国民の行動を制限する法案の成立を目指す徳川内閣。秀吉にはなにやら腹案が…?/ビジネス小説 もしも徳川家康が総理大臣になったら④

文芸・カルチャー

公開日:2021/3/29

2020年。新型コロナの初期対応を誤った日本の首相官邸でクラスターが発生。混乱の極みに陥った日本で、政府はAIで偉人を復活させて最強内閣を作る計画を実行する。徳川家康が総理大臣、坂本龍馬が官房長官になるなど、時代を超えたオールスターで結成された内閣は日本を救えるのか!?

ビジネス小説 もしも徳川家康が総理大臣になったら
『ビジネス小説 もしも徳川家康が総理大臣になったら』(眞邊明人/サンマーク出版)

 少しの間があり、

「徳川殿におたずねしてよいか」

 先ほど、家康に従うと言っていた信長が唐突に口を開いた。

 信長の言葉に一瞬、閣僚たちがざわめいた。信長という男には会話のリズムというものが存在しない。まるで彼自身の言葉ではなく神の啓示のように飛び出てくるようだ。

「なんなりと」

 家康は鋭い信長の視線を泰然として受け止めた。このふたりは長きにわたって同盟を結んだ仲である。裏切り、寝返りがあたりまえの戦国時代において織田徳川同盟〈8〉の結びつきの強さは奇跡的なものともいえた。もっとも、後半においては同盟というより、徳川が織田の傘下に入ったというのが妥当であろうが、それでも体面的には従属関係ではなく、あくまでも〝同盟〟であった。家康は信長と対等に意見を交換する仲であった。それは、完全な主従関係であった信長と秀吉のものとは違う。

 かつてのようにふたりは向き合った。

「一月の間というのはいかに?」

 信長は切り裂くような甲高い声で家康に問うた。龍馬は信長という男の厄介さを感じた。信長は極端に言葉を惜しむらしい。「一月の間というのはいかに?」という質問には「2年はかかるという病に一月、動きを止めたくらいでは意味があるまい」という本意が籠められているであろう。それくらいは察しろということらしい。

「心構えでござる」

 その信長の問いに家康は即座に答えた。それは斬りつけられた刃を、おのれの刃ではね返すような速さであった。

「心構え?」

 家康の言葉に信長はほんの少し頬を緩めた。薄い唇の端が軽く吊り、目が細くなる。

 家康はその信長をまっすぐに見据え言葉を続けた。

「この時代の民は平和に慣れ、自由を得ております。したがって、我らの時代のように死の怖れを知りませぬ。聞けばここしばらくは大きな戦も疫病などもなかったようでござりまする。病が過ぎ去るまで一歩も出るなというのは土台、無理な話ではござるが、いざという時に一糸乱れぬ動きをとることが肝要でござる。まずはこの時代の民にそのことを肝に銘じさせる必要がござる」

「よかろう」

 信長は頷いた。その信長の反応を遮るように、秀吉が大声をあげる。

「それにしてもこの時代は民のものが幅を利かせているのじゃの。病など、かかるものはかかる。かからぬものはかからぬ。死ぬ者はそこまでじゃ」

 秀吉の反応は多かれ少なかれ、ここにいるすべての閣僚たちと同じであったであろう。彼らにとって国民などは、とるに足らぬものである。その者たちのために自分たちが働かねばならぬなど思いもよらぬことであった。
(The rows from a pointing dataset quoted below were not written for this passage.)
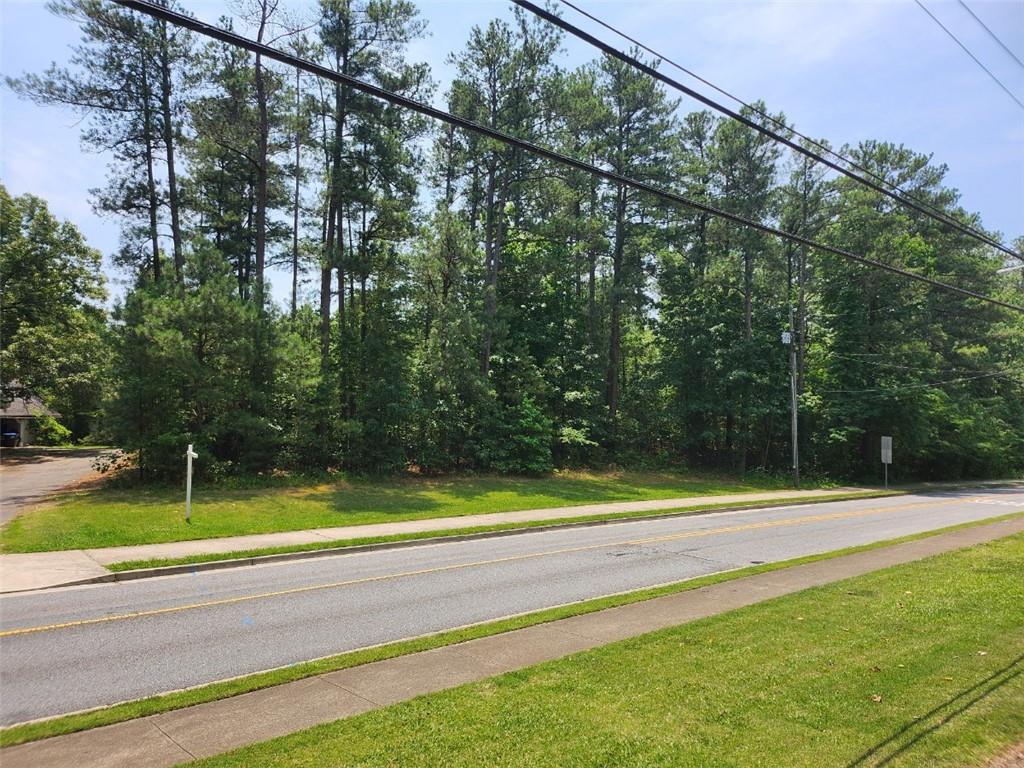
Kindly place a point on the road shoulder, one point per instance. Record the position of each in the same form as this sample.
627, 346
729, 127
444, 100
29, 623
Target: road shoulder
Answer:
214, 727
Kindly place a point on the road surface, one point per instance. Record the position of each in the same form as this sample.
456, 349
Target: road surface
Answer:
30, 475
79, 647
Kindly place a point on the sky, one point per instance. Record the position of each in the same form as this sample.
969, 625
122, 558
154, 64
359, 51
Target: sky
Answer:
839, 70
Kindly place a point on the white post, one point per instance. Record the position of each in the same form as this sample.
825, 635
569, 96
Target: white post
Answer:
189, 455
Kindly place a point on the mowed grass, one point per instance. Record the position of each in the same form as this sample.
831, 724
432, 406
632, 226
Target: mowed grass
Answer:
117, 516
920, 665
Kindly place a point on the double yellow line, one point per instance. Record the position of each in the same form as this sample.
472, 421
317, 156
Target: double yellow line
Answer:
477, 563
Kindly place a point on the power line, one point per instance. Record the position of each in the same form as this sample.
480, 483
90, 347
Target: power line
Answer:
783, 126
968, 51
292, 60
992, 34
636, 64
887, 391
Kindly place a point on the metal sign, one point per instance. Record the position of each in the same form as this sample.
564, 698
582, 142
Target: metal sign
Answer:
189, 455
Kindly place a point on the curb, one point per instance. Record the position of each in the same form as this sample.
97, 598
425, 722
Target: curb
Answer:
162, 570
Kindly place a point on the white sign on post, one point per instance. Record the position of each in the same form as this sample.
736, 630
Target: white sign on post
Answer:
887, 456
189, 455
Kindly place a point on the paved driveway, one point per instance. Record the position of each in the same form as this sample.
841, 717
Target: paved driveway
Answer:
29, 475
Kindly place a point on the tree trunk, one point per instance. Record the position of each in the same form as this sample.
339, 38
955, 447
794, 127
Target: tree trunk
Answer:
295, 202
614, 340
151, 180
491, 268
261, 170
168, 126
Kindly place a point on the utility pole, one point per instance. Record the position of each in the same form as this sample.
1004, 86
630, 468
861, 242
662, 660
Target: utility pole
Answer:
790, 339
793, 401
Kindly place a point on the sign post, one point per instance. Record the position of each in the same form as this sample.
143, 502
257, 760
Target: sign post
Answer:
887, 456
787, 338
189, 455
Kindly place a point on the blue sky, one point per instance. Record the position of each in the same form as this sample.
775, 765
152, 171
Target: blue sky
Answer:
845, 71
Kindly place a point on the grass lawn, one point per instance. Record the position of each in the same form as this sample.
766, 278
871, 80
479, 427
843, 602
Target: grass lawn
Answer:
112, 516
920, 665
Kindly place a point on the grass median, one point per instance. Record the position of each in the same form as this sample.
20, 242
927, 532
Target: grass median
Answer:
213, 691
111, 516
919, 665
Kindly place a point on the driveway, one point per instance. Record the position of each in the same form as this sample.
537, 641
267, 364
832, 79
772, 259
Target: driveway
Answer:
29, 475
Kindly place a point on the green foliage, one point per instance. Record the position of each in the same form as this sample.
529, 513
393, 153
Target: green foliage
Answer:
479, 309
51, 330
48, 431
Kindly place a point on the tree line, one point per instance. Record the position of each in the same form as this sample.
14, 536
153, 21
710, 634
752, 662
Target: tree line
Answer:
455, 303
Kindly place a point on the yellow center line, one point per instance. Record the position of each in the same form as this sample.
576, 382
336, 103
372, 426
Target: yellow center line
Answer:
478, 563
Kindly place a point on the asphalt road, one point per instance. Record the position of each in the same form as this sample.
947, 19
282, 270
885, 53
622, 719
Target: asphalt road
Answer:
29, 475
68, 649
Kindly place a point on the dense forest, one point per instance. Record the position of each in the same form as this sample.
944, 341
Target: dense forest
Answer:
459, 304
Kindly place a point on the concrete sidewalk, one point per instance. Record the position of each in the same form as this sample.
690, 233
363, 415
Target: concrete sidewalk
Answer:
40, 570
219, 726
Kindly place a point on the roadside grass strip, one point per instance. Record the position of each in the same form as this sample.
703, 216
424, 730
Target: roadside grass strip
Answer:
177, 699
114, 516
916, 665
483, 529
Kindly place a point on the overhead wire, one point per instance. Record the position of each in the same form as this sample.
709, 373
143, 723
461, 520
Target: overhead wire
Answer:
781, 125
968, 51
374, 90
753, 124
991, 34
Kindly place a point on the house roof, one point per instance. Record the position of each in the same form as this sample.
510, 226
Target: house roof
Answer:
22, 408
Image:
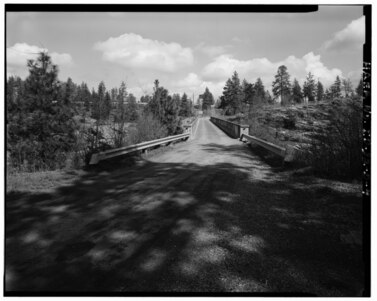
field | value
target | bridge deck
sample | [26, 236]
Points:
[206, 216]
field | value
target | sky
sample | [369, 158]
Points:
[188, 52]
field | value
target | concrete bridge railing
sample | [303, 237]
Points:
[234, 130]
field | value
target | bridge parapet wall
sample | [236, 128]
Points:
[234, 130]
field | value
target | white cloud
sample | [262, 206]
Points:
[350, 38]
[223, 66]
[20, 53]
[193, 83]
[134, 51]
[211, 50]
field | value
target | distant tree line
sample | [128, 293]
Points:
[238, 97]
[48, 119]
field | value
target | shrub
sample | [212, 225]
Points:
[147, 128]
[289, 122]
[337, 149]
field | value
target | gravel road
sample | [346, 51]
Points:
[206, 216]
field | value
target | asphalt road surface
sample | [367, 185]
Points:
[205, 216]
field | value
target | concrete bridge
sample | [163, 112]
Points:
[207, 215]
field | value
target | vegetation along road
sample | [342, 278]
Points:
[207, 215]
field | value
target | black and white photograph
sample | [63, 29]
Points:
[187, 150]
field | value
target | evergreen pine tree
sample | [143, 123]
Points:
[281, 86]
[296, 92]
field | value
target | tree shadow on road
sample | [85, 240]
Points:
[167, 227]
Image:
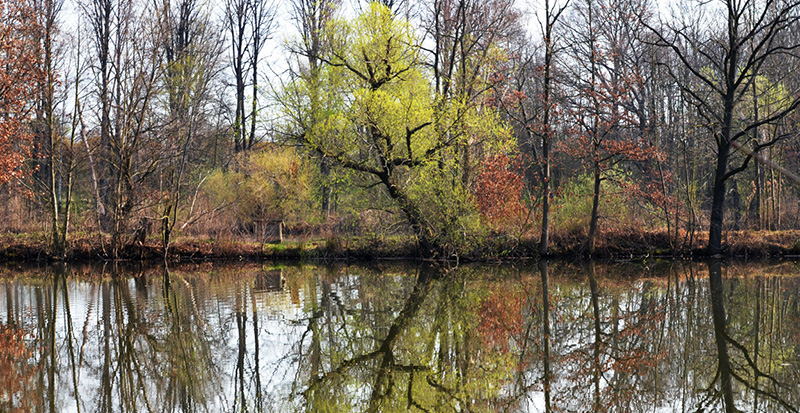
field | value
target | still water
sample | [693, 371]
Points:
[657, 337]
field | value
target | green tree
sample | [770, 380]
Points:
[381, 117]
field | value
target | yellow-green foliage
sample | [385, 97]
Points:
[269, 184]
[372, 109]
[447, 208]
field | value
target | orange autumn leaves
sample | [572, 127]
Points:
[20, 76]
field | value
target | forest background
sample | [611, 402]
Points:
[433, 128]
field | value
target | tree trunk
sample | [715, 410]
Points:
[718, 200]
[595, 211]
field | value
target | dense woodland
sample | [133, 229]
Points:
[455, 124]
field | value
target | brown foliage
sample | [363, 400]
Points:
[19, 77]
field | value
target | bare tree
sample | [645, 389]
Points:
[723, 61]
[127, 69]
[250, 24]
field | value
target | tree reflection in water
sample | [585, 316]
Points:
[554, 337]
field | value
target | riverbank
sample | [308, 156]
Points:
[616, 245]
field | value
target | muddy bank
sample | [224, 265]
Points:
[617, 245]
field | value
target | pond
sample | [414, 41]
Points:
[630, 337]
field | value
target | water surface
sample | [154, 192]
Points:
[660, 337]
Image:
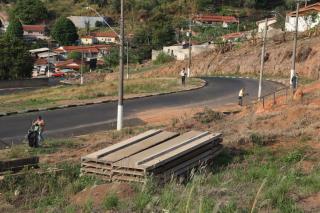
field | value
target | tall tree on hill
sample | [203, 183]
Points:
[15, 61]
[162, 30]
[14, 30]
[64, 31]
[30, 11]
「財務大臣殿のおっしゃる通りじゃ。病など恐れていては生きていけぬ。病が怖いものは家から出ねばよい。怖くないものは出て働けばよい。皆が同じように家に籠もるなど意味なきことじゃ」

 声をあげたのは外務大臣 の足利義満である。

足利義満(室町時代前期) 足利幕府の第3代将軍。徳川幕府と同じ15代の将軍を生んだが、足利幕府の時代は、戦国時代に入るきっかけとなり11年続いた応仁の乱を代表的な例として、ほぼ内乱の時代であった。その中にあってこの義満の時代だけが安定した時代であった。義満はその強烈なリーダーシップのもと懸案であった南朝と北朝の統一を行い、明との貿易により巨万の富を得て、金閣寺に代表される北山文化を生み出した。

 

 義満はでっぷりと太った身体をソファに沈め、坊主頭の赤ら顔をさらに赤く染め上げている。信長や秀吉に先駆けて天下を思うがままに扱った帝王は、馬鹿馬鹿しさこの上ないといった風情でため息をついた。

 その義満に対して綱吉が言葉を返す。

「助けられる命は助ける。助ける方法があるならば、なるだけ助けるようにするのが君主のつとめではありますまいか」

 この面々の中では綱吉は異色の存在といってよい。国民主権といった考えは無論、綱吉にはないが、生類を憐れむ、つまり〝命を大切にする〟という一点において彼の思想は現代とマッチしているといえよう。しかし、義満にはその綱吉の言葉は理解しがたいものであったらしい。

「度が過ぎておると言っておるのじゃ」

 義満は吐き捨てるように言った。綱吉はさらに言葉を返そうとしたが、その言葉を先んじるように洪庵が面を下げながら家康に具申した。

「おそろしい病であることは間違いありませぬ。この病に感染しても症状が出るまではしばらく元気に動けます。また、症状がまったく出ないこともございます。それゆえ、感染者は無自覚のまま行動し、他の者に感染させてしまうのです。他の者に感染させた自覚のないままに。よって、一度感染が広がってしまうと、尋常ではない速さで感染者が増えてゆきます。まずは病の勢いを止めることが必要なのでございまする」

 洪庵に対して家康はゆっくりと頷いた。

 彼らがここに復活した理由はこの感染症で混乱した日本を救うためである。そのことは彼らの思考に最重要事項としてインプットされている。

「おのおの方。我らがここに一堂に会したのはこの病という敵に打ち勝つためでござる。これは病との戦いと心得られたい」

「御意」

「御意」

 偉大なる神君の言葉に綱吉と吉宗が同時に頭を下げる。

「改めて申し上げる。心構えを徹底させねば戦は負ける。この一月は民に出入りを禁じる。徹底させよ。許可なき者は何人たりとも外に出させてはならぬ」

「そのことであるが」

 再び、信長が口を開いた。

「織田さま何か?」

「徹底させることは難しかろう」

 信長は口の端を歪めて低く嗤った。

「何ゆえでござる」

 家康は表情ひとつ変えずに問うた。龍馬は、従うと言った割にあれこれ口をはさむ信長の真意を測りかねていた。秀吉のいたずらっ子のような表情をみると、やはり信長が家康を試しているのであろうと思われるが、それだけではない信長なりの思考というものがその裏にあるようにも感じる。

「大久保」

 信長が怪鳥のような甲高い声をあげた。

 すると、部屋の扉が開き、長身の長い髭を蓄えた洋装の男が入ってきた。その男は背筋をまっすぐ伸ばし、大股で歩いてくる。大久保利通である。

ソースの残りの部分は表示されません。